Tegra Incorporadora
- Type: Subsidiary
- Industry: Real estate and Construction
- Founded: 2008
- Headquarters: Rio de Janeiro, Brazil
- Key people: Nicholas Vincent Reade, (Chairman) Ubirajara Freitas, (CEO)
- Products: House-building, Offices
- Revenue: US$ 1.5 billion (2012)
- Net income: - US$ 189.3 million (2012)
- Number of employees: 6,001
- Parent: Brookfield Asset Management
- Website: https://www.tegraincorporadora.com.br/sp

= Tegra Incorporadora =

Brazilian homebuilder and real estate company

Tegra Incorporadora is the fifth largest Brazilian homebuilder and real estate company, it is a subsidiary of Canadian Brookfield Asset Management.
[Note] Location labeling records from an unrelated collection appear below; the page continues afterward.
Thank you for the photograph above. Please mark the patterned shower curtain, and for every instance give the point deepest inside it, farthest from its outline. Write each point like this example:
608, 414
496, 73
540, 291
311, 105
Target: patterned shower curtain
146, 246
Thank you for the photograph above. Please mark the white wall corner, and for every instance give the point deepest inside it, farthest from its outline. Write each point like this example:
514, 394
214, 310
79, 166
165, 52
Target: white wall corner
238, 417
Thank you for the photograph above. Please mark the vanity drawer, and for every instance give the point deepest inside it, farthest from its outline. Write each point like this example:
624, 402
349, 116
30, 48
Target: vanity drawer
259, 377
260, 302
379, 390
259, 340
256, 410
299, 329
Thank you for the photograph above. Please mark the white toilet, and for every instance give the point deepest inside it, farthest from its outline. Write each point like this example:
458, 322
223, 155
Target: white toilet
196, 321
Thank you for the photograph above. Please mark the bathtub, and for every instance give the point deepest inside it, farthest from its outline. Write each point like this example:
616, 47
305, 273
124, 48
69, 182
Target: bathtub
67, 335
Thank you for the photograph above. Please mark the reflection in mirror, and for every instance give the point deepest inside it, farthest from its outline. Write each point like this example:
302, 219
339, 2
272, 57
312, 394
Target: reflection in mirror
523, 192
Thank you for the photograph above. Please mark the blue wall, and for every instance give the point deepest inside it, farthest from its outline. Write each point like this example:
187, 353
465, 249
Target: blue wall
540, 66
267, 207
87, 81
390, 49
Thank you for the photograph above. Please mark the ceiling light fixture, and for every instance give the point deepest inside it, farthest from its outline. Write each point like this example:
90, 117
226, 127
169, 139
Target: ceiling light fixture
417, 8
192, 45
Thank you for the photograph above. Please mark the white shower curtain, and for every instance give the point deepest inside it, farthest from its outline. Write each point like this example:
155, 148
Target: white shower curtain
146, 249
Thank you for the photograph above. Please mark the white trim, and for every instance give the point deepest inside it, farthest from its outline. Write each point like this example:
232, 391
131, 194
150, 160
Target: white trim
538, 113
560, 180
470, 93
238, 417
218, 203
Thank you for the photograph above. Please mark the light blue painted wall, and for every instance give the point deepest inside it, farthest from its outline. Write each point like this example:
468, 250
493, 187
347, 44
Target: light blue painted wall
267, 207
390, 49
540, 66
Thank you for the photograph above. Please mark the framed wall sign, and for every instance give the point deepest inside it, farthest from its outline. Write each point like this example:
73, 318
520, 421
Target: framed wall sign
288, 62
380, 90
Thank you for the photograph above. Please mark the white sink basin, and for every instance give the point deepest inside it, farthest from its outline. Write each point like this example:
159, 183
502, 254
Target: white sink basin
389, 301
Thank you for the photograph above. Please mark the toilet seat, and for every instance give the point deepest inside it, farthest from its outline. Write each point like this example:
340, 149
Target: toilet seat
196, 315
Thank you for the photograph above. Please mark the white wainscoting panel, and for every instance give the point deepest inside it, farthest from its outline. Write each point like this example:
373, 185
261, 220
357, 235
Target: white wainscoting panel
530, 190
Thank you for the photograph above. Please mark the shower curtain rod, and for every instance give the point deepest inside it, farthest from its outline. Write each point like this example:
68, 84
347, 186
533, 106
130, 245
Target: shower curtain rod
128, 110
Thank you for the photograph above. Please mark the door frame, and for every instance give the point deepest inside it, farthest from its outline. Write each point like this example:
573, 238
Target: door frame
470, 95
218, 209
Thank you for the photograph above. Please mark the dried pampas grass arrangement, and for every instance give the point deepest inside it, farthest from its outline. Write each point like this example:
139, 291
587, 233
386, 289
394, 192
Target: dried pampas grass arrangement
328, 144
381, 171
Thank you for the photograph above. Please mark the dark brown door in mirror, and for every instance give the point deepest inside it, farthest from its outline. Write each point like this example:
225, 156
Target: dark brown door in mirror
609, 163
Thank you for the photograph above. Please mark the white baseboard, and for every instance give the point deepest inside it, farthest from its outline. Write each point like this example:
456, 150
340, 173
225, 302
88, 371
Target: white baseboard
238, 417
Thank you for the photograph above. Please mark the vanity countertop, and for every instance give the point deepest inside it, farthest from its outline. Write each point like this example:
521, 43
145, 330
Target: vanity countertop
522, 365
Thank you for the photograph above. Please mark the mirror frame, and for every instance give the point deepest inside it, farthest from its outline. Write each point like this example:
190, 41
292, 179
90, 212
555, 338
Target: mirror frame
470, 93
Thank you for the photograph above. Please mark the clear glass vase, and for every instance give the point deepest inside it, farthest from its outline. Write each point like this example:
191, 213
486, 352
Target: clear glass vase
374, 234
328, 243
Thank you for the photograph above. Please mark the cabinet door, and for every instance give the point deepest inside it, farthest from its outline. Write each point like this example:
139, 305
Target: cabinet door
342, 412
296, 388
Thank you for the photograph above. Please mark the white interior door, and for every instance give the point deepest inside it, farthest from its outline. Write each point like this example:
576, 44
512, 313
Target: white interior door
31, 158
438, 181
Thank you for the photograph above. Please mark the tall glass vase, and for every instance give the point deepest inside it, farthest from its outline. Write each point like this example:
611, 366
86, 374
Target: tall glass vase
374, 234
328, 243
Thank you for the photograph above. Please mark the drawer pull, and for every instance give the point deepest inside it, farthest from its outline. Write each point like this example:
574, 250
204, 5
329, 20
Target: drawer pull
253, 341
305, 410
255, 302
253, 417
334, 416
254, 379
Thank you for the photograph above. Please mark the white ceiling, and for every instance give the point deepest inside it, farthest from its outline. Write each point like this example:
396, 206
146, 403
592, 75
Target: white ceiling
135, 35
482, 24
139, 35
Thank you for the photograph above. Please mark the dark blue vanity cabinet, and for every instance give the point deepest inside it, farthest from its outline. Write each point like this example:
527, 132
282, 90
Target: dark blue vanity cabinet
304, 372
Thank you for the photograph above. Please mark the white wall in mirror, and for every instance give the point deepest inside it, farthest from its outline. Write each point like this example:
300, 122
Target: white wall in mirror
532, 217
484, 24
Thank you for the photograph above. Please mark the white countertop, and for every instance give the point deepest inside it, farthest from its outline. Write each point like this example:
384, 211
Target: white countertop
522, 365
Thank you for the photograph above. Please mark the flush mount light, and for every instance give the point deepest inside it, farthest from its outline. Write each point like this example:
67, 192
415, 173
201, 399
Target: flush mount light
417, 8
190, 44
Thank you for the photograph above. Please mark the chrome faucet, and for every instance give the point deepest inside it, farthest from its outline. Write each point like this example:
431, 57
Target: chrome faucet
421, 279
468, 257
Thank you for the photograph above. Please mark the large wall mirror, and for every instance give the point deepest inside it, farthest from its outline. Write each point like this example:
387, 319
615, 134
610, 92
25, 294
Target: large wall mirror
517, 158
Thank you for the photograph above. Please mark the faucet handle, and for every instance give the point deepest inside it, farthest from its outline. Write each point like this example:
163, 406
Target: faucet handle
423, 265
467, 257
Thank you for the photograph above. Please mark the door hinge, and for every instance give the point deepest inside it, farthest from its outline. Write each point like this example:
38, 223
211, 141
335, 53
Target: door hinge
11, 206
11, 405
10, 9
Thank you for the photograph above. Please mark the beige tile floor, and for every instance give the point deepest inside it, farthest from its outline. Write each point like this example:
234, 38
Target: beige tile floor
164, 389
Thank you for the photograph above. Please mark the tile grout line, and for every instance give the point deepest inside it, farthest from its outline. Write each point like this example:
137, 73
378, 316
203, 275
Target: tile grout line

It was founded in 2008, through the merges of 3 Brazilian homebuilder companies being, Brascan, Company and MB Engenharia.

The company operates in the economic, mid-low, middle, mid-high and high-end segments of the residential development business, and in the commercial segment in eight Brazilian metropolitan areas, being São Paulo, Rio de Janeiro, Brasília, Goiânia, Campo Grande, Cuiabá, Curitiba and Campinas.

Brookfield Incorporações main competitors are Cyrela Brazil Realty, PDG, MRV Engenharia, Gafisa and Rossi Residencial which together form the top six of largest homebuilder companies in Brazil, but competes with smaller companies such as Even, CCDI, Eztec and others.